Inegavelmente, a Ciência Contábil tem apresentado relevantes contribuições à arte de bem administrar o patrimônio, de fato, a riqueza gerada por determinado ente, possibilitando o acesso ao instrumental que leva a inferências sobre a propriedade das políticas vigentes, com o objetivo de conduzi-las ao aprimoramento.
Tal fato é evidenciado pela história deste campo do conhecimento humano, visto que sua evolução tem ocorrido devido ao pressuposto de que a "verdade" não foi ainda alcançada, se é que o será algum dia.

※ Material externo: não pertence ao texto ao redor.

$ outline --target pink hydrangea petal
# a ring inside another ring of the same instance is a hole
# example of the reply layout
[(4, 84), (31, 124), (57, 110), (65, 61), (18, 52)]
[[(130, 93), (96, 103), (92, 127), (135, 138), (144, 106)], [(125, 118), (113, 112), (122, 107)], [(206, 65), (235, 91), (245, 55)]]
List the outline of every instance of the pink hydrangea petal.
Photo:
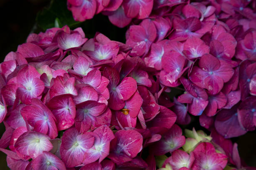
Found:
[(131, 160), (142, 149), (142, 136), (135, 130), (120, 130), (115, 136), (115, 138), (111, 141), (110, 152), (108, 156), (114, 162), (121, 163)]
[(97, 101), (98, 94), (94, 89), (90, 86), (83, 87), (78, 90), (78, 95), (74, 98), (76, 104), (87, 100)]
[(77, 105), (77, 114), (75, 120), (76, 127), (80, 132), (89, 130), (95, 117), (101, 115), (105, 110), (104, 103), (88, 100)]
[(82, 56), (79, 56), (75, 61), (73, 68), (78, 73), (86, 75), (90, 71), (90, 63), (86, 58)]
[(44, 151), (49, 151), (52, 148), (50, 138), (36, 132), (28, 132), (21, 135), (15, 143), (15, 148), (26, 155), (35, 158)]
[(205, 71), (218, 70), (220, 67), (218, 59), (210, 54), (203, 55), (199, 60), (199, 67)]
[(22, 108), (21, 115), (39, 132), (45, 133), (51, 138), (55, 138), (58, 135), (58, 130), (54, 116), (41, 101), (37, 99), (31, 101), (32, 105)]
[(136, 117), (133, 118), (130, 114), (125, 115), (120, 111), (115, 112), (115, 116), (118, 124), (122, 129), (125, 127), (135, 128), (136, 126)]
[(238, 136), (246, 132), (238, 122), (237, 108), (234, 106), (230, 109), (222, 110), (216, 117), (215, 128), (225, 138)]
[(228, 99), (227, 104), (223, 108), (230, 109), (240, 101), (241, 92), (240, 90), (231, 91), (227, 95), (227, 98)]
[(8, 167), (13, 170), (25, 170), (25, 168), (29, 163), (28, 160), (16, 160), (9, 156), (6, 157), (6, 162)]
[(217, 109), (221, 109), (226, 105), (227, 98), (221, 92), (217, 95), (210, 96), (207, 107), (204, 112), (208, 116), (212, 116), (216, 113)]
[(131, 18), (125, 15), (123, 6), (119, 7), (116, 10), (108, 15), (110, 22), (115, 26), (123, 28), (127, 26), (131, 21)]
[(70, 96), (64, 95), (56, 96), (50, 100), (47, 106), (56, 118), (59, 130), (67, 129), (74, 124), (76, 108)]
[(72, 168), (81, 164), (86, 149), (92, 146), (94, 140), (90, 132), (79, 135), (74, 128), (66, 131), (61, 139), (60, 153), (66, 167)]
[(137, 92), (125, 101), (125, 108), (129, 110), (129, 114), (133, 118), (136, 118), (138, 114), (142, 105), (143, 99)]
[(124, 0), (123, 6), (125, 15), (130, 18), (137, 17), (141, 8), (140, 5), (137, 2)]
[(182, 167), (190, 168), (194, 162), (195, 157), (193, 152), (189, 155), (183, 151), (177, 150), (172, 152), (171, 157), (167, 160), (165, 162), (169, 162), (174, 170), (178, 170)]
[(49, 170), (55, 168), (59, 170), (65, 170), (63, 162), (52, 153), (44, 151), (33, 160), (32, 167), (34, 169)]
[(174, 106), (172, 107), (172, 110), (177, 116), (176, 122), (181, 125), (187, 125), (190, 122), (191, 118), (187, 113), (187, 106), (180, 103), (177, 101), (176, 98), (174, 98)]
[(119, 98), (123, 100), (130, 98), (136, 90), (136, 80), (131, 77), (125, 78), (116, 89)]
[(164, 106), (160, 106), (160, 112), (152, 120), (148, 122), (149, 127), (163, 127), (170, 128), (177, 119), (175, 114)]
[(188, 38), (184, 44), (184, 49), (189, 59), (194, 59), (208, 53), (210, 48), (200, 38), (192, 37)]
[(99, 70), (95, 69), (89, 72), (87, 75), (83, 78), (83, 82), (96, 88), (101, 84), (101, 79), (100, 72)]
[(161, 140), (154, 144), (154, 152), (156, 155), (161, 155), (168, 152), (172, 152), (185, 144), (185, 138), (182, 135), (181, 128), (174, 125), (162, 136)]
[(20, 53), (24, 58), (33, 58), (44, 54), (41, 48), (30, 42), (19, 45), (17, 52)]
[(69, 34), (62, 31), (58, 35), (57, 40), (58, 45), (60, 48), (64, 50), (79, 47), (86, 41), (82, 38), (80, 34), (77, 33)]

Neste plano, é imperativo o reconhecimento de que a noção de incompletude do saber é o que, na realidade, promove o seu aperfeiçoamento, pois ninguém em sã consciência se atreveria a investigar um fenômeno cuja essência, seja lá o que for que isto signifique, tivesse sido desvendada de forma cabal.
Assim, é preciso reconhecer que, em certo sentido, a sabedoria dos antigos serve de alento aos que se renderam à sobriedade, conduzindo-os sobre a convicção de que a ignorância é uma dádiva de valor inestimável, já que testemunha veementemente a respeito das limitações humanas.
Enquanto, por um lado, o sábio reconhece suas fraquezas e se regozija nelas, o tolo se destaca por negá-las, insolentemente ostentando uma soberba que serve apenas para demonstrar o estado de desesperança em que se encontra.
O senso comum provavelmente se contentasse com uma afirmação do tipo: a realidade objetiva, a verdade, dispensa quaisquer expedientes, visto que existe por si mesma...
Contudo, a Natureza exibe contornos bem distintos dos que eram percebidos no século passado. Talvez por isso seja possível indagar: o que é realidade? O que é a verdade? O que é existir por si mesmo?
Segundo nossos dicionários, o termo "real" compreende o que tem existência no mundo dos sentidos, em outros termos, aquilo que "acreditamos" existir, desde que, é claro, haja consenso com um expressivo número de pessoas a este respeito.
Sem apelar para fantasias que apenas servem ao torpor da consciência, o termo "verdade" remete à conformidade do que se diz com o que se sente ou se pensa, enquanto "existir por si mesmo" pressupõe a não interferência ou participação do humano...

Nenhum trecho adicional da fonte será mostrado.